Duke got regulatory approval for that one because it saved ratepayers money compared to maintaining a single power line through miles of wilderness to an outpost in Great Smoky Mountains National Park. Duke used a helicopter to airlift the Fluidic Energy zinc-air battery, because the setting was so hard to reach (I covered that project for GTM Squared subscribers in 2017).
This week, Duke filed for permission to build a 4-megawatt battery alongside 2 megawatts of solar in Hot Springs, a remote community of about 600 people; the battery will enhance grid reliability at lower expense than a conventional wires upgrade.
In the long run, batteries could take on additional roles, like replacing peak power plants, Wheeless said. But to get there, the utility has to build a track record of installing them in ways that clearly save money for ratepayers. Doing so will give the company more experience with the necessary logistics, while expanding regulators’ experience evaluating such efforts.
“As you get a few in, the next few will be easier to get through on the regulatory path,” he said.

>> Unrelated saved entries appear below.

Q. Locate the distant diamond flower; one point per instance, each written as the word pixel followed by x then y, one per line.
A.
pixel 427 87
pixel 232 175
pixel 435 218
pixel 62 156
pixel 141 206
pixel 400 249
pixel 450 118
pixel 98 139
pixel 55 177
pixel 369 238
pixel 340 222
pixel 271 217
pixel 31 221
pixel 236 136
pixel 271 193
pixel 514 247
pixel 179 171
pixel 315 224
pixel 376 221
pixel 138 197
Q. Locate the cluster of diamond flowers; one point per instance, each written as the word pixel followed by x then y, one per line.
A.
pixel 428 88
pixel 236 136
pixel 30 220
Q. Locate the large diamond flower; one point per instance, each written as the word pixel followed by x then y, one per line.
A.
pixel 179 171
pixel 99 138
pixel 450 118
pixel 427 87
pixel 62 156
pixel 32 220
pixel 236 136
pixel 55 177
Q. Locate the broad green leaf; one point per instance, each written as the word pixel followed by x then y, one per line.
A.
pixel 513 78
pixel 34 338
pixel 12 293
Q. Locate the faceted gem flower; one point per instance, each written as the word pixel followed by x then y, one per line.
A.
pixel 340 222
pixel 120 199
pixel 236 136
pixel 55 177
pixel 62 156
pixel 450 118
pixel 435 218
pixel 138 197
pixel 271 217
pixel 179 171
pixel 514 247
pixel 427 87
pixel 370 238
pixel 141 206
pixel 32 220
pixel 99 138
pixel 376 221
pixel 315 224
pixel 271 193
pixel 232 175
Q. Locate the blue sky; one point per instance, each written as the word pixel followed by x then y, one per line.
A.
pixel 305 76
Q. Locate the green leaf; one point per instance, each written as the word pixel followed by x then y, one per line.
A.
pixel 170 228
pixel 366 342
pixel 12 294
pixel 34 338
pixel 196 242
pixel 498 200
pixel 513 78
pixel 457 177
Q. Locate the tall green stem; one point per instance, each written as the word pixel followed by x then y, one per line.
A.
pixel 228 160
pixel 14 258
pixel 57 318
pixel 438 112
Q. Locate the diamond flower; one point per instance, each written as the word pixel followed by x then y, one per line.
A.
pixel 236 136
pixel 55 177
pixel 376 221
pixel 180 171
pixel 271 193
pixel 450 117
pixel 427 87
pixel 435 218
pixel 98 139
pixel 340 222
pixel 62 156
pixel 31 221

The exact amount Duke will invest in energy storage is anybody’s guess. What we know for sure is how rapidly the utility’s expectations have increased.
In last year’s IRP, the company predicted it would install 75 megawatts across the Carolinas within the planning period. In just a year, that number has quadrupled. And that’s before Duke has completed any megawatt-scale projects in that territory, which will provide better insight into the value of the technology.
Digging deeper into the document, there’s already discussion of a heftier commitment.
The base case scenario includes 140 megawatts of storage for Duke Energy Progress and 150 megawatts for Duke Energy Carolinas. One of the seven planning scenarios, however, assumes high renewable adoption and uses battery storage in place of a block of gas combustion turbines for fast-ramping power. That adds up to an additional 575 megawatts for each sister utility, totaling 1,440 megawatts across the Carolinas.
Using the same cost conversion that Wheeless performed, this would yield $2.4 billion of energy storage investment.
Again, the utility has not committed to that investment, it merely included it as one of seven planning scenarios based on the 2018 outlook for a rapidly changing industry. That said, the higher outlook for storage deployment rests on two entirely plausible contingencies.
First, that renewables continue to accelerate in North Carolina, the largest solar market after California. South Carolina broke into the top 10 markets this year. Wind power there is only just getting started.
Second, after trying its first substantial in-state battery projects, that Duke ascertains they offer a cheaper alternative to gas power in certain circumstances, factoring in battery price declines over the next decade.
The experience of regulated utilities in California and Arizona suggests that success with smaller battery projects leads to comfort with bigger ones, culminating in batteries as a mainstream capacity resource. Duke Energy has taken the first steps down that path.